A female suicide bomber on Saturday blew herself up in the northeastern Nigerian city of Maiduguri, killing three people and injuring several others, residents said.
The incident in the Dala Yazaram area of the city happened a day after at least 55 people were killed in attacks in the northeast, including 28 in Maiduguri.
A local resident said he saw two female suicide bombers enter the neighbourhood of Dala Yazaram, some six kilometres (four miles) from the city but one of them was stopped by people nearby while the other blew herself up.
“Three people have been killed and many injured. One of the terrorists was arrested before she could detonate,” resident Shuaibu Umara, a security guard at a nearby NNPC petrol station, told AFP.
A spokesman for the National Emergency Management Agency (NEMA) said one person, a member of the civilian vigilante group assisting the military in the fight against Boko Haram, was killed and 10 injured in the blast.
“Four female suicide bombers at about 7:45am today in the morning attempted to enter a Dala Ajeri area of Maiduguri but were intercepted by the civilian JTF (joint military task force),” Sani Datti said in a statement.
“Three of the female suicide bombers detonated the explosions in their bodies immediately and the fourth one was intercepted but later died,” he said.
He said six of the injured had been treated and discharged from the hospital.

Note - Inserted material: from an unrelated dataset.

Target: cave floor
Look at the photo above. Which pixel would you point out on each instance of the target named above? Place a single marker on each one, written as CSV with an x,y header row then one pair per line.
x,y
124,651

Although no group has claimed responsibility for the blast, immediate suspicion fell on the Islamist group Boko Haram.
Maiduguri has now been hit seven times this month, killing a total of 79 people, according to an AFP tally, underscoring an increased risk to civilians after similar strikes in neighbouring states and near the capital, Abuja.
On Friday, two separate explosions ripped through two mosques in Maiduguri and nearby Yola, capital of Adamawa state, leaving at least 55 people dead and more than 100 injured.
The explosion in Yola’s Jambutu Juma’at mosque took place shortly after the imam had finished a sermon to inaugurate the new mosque.
NEMA Adamawa coordinator Sa’ad Bello said on Saturday the death toll had risen to 30 from 27 on Friday.
“The death toll now stands at 30 following the death of three injured victims in hospitals while 93 are injured,” he said.
Residents said the interior was still littered with shoes, prayer mats and worshippers’ other belongings.
Yola has been seen as a relatively safe haven from the Boko Haram insurgency, which has ravaged the northeast for the last six years.
Boko Haram, which seeks to create a hardline Islamic state in northeast Nigeria, has regularly targeted mosques and religious leaders who do not share their extremist ideology.
Nigeria’s military has claimed a series of successes against the jihadists.
President Muhammadu Buhari has given his military commanders until December to end the insurgency, which has left at least 17,000 people dead and more than 2.5 million homeless since 2009.